# Finite group with identity subgroup.

• Feb 18th 2010, 05:25 AM
chipette
Finite group with identity subgroup.
If you have a finite group, say G with no subgroups apart from {1G } and G. How would you go about showing that G is cyclic and that the number of elements in G is either 1 or prime?

I know that the order of this group is 1,but how would you show that this makes it cyclic, by Lagrange's theorem?
• Feb 18th 2010, 09:17 AM
clic-clac
Do you agree that, by definition, a group $G$ is cyclic iff there is some $a$ in $G$ such that $=G$.

Quote:

I know that the order of this group is 1
Since the order of a finite group is its cardinality, the one and only group of order 1 is the trivial group $G=\{1_G\}.$ But there are non trivial groups with no subgroup other than $\{1\}$ and themselves (i.e. with no non-trivial subgroup).

So, consider a finite group $G\neq\{1_G\}$ with no non-trivial subgroup, let's say $G$ has order $n\geq 2$. You may know that if a prime $p$ divides $n,$ then $G$ has an element of order $p.$
Assume $n$ is not a prime, and try to obtain a contradiction by proving $G$ has a non-trivial subgroup.

So far you'll have that a finite group with no non-trivial subgroup has order 1 or a prime. If it is 1, do you agree that $G=\{1_G\}=<1_G>$ therefore $G$ is cyclic, because its only element is a generator. If it is not 1, take an element of order strictly greater than $1$ (justify its existence) and consider the subgroup it spans.

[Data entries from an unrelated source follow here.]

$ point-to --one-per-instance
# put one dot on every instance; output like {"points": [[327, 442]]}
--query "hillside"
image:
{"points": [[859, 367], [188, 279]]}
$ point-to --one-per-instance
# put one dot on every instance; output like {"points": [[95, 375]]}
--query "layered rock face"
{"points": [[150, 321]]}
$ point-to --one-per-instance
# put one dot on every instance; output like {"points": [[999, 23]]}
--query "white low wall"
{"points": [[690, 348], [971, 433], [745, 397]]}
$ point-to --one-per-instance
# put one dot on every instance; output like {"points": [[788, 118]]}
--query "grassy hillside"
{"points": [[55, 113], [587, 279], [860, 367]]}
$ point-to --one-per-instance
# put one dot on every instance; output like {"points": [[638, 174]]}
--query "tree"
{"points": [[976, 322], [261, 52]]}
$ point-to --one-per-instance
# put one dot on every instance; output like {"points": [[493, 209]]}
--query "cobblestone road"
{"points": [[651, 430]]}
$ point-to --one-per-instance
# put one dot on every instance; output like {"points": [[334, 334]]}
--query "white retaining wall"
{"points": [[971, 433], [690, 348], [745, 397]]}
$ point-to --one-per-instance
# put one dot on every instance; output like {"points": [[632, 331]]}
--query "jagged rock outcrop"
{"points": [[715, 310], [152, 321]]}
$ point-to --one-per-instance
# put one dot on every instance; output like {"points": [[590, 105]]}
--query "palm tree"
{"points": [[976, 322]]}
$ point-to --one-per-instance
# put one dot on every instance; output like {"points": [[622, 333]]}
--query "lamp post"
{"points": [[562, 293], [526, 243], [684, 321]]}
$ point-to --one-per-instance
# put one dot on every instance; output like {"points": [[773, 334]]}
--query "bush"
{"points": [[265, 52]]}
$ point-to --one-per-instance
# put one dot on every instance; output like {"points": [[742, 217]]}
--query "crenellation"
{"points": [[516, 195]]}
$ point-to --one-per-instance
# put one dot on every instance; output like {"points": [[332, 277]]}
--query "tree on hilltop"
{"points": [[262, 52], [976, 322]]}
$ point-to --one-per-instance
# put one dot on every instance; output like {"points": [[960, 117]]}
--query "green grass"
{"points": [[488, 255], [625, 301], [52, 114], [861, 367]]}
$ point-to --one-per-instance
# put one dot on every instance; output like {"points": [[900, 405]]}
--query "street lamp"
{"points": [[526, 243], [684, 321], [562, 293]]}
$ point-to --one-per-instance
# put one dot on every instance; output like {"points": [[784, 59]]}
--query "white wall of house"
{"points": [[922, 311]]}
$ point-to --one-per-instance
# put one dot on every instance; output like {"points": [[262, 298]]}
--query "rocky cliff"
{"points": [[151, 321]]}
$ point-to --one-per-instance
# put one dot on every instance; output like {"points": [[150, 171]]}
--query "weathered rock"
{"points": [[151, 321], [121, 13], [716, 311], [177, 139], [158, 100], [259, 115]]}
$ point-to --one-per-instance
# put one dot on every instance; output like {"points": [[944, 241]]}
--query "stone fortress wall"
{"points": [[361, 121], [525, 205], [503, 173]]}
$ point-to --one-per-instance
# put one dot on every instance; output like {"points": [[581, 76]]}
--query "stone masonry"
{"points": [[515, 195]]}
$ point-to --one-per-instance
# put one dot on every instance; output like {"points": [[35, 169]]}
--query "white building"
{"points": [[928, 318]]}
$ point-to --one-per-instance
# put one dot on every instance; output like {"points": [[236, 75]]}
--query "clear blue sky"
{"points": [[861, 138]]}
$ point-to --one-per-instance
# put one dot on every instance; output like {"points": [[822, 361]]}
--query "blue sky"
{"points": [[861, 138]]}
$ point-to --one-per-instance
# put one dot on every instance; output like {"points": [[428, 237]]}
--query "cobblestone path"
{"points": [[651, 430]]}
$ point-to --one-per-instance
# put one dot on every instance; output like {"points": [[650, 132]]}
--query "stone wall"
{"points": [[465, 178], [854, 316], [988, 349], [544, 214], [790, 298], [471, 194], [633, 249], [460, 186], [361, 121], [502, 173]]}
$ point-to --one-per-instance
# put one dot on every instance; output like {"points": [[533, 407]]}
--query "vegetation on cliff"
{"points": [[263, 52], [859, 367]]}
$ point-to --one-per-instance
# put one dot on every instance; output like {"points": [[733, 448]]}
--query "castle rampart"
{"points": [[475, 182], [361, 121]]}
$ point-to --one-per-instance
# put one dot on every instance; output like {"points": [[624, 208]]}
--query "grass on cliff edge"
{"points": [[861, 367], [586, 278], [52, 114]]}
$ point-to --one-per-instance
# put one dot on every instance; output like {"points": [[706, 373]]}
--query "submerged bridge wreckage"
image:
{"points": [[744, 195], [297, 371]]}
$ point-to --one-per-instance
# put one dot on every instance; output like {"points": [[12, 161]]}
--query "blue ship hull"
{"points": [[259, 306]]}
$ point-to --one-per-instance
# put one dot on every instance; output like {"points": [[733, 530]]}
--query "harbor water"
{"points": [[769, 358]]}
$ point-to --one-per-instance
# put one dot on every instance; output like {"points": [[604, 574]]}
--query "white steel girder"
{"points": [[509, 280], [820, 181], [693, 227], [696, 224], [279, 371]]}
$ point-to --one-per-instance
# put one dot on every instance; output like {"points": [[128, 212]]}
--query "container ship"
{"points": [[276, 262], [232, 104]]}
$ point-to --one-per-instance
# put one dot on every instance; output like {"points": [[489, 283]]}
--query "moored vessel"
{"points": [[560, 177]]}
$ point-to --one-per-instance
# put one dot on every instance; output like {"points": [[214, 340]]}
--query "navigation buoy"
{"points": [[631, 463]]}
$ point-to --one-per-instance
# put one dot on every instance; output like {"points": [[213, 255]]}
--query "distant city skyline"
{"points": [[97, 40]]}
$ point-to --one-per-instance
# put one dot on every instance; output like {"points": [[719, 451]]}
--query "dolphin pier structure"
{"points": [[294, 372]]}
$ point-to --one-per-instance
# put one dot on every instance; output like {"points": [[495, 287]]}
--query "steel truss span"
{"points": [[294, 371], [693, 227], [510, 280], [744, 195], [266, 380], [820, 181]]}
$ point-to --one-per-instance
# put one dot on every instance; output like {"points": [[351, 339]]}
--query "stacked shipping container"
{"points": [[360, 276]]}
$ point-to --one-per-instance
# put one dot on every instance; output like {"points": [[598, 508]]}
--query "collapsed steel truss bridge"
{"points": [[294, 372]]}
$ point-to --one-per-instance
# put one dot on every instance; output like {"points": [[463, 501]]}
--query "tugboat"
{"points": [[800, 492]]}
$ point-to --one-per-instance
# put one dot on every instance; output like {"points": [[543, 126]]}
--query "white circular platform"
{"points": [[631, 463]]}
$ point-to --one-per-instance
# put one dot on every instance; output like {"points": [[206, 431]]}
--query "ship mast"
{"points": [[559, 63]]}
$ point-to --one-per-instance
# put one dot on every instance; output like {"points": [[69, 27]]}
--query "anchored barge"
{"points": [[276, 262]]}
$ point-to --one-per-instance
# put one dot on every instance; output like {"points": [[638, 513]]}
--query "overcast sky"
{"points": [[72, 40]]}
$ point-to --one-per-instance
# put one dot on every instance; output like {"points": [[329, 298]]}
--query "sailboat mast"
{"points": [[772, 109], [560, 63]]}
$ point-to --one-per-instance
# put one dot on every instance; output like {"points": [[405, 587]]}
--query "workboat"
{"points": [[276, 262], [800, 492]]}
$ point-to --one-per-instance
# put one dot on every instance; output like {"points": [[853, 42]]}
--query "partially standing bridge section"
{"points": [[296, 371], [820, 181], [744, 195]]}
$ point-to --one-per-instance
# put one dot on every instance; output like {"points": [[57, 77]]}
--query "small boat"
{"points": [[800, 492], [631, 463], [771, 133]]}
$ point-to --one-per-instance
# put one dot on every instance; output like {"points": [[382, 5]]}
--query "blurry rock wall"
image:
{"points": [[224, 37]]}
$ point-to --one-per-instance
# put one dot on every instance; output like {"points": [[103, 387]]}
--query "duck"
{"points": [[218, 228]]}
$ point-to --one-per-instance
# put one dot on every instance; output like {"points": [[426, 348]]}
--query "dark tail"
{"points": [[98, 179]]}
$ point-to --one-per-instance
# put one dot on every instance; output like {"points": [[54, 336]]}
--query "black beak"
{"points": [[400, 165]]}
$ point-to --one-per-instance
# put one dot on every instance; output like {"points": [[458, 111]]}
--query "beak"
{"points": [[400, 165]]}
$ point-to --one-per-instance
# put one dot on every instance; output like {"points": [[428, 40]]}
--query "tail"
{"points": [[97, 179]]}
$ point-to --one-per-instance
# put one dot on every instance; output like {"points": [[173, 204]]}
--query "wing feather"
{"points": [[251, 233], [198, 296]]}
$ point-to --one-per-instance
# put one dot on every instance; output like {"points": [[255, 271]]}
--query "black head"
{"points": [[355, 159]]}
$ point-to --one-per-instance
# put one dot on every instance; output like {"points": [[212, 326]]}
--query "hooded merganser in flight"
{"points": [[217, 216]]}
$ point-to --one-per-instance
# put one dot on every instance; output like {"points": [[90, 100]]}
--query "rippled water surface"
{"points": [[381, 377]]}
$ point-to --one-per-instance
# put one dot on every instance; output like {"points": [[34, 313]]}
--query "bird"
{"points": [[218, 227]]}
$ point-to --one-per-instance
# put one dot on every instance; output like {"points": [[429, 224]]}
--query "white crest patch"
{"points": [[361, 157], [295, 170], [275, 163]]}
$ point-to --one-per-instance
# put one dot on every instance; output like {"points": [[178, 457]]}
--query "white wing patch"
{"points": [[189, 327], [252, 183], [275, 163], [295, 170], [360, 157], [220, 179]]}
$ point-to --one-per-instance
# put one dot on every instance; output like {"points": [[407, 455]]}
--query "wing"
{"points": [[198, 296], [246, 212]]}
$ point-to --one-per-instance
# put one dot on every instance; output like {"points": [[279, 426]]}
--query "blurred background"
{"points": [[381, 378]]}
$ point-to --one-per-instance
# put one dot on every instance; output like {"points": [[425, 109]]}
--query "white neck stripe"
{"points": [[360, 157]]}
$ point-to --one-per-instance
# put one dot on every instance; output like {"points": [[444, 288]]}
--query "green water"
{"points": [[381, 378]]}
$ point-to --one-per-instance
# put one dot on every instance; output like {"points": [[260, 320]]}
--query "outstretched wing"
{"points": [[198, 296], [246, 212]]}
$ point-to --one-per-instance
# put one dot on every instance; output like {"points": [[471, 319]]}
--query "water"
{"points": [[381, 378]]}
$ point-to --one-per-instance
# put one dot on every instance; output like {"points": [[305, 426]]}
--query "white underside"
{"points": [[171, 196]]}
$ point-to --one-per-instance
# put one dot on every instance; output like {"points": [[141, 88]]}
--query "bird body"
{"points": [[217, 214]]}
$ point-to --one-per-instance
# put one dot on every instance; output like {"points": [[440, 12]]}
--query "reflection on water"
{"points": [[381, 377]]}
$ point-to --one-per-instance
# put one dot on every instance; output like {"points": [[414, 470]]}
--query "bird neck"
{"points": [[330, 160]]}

Because of the hypothesis, since it is different from $\{1_G\},$ it must be the whole group, hence $G$ is cyclic.

Note that we did not to use that order (when different from 1) is prime; that being said a similar argument shows that any group with order a prime has no non-trivial subgroup (and is cyclic).

Conclusion: A group has no non-trivial subgroup iff its order is 1 or a prime.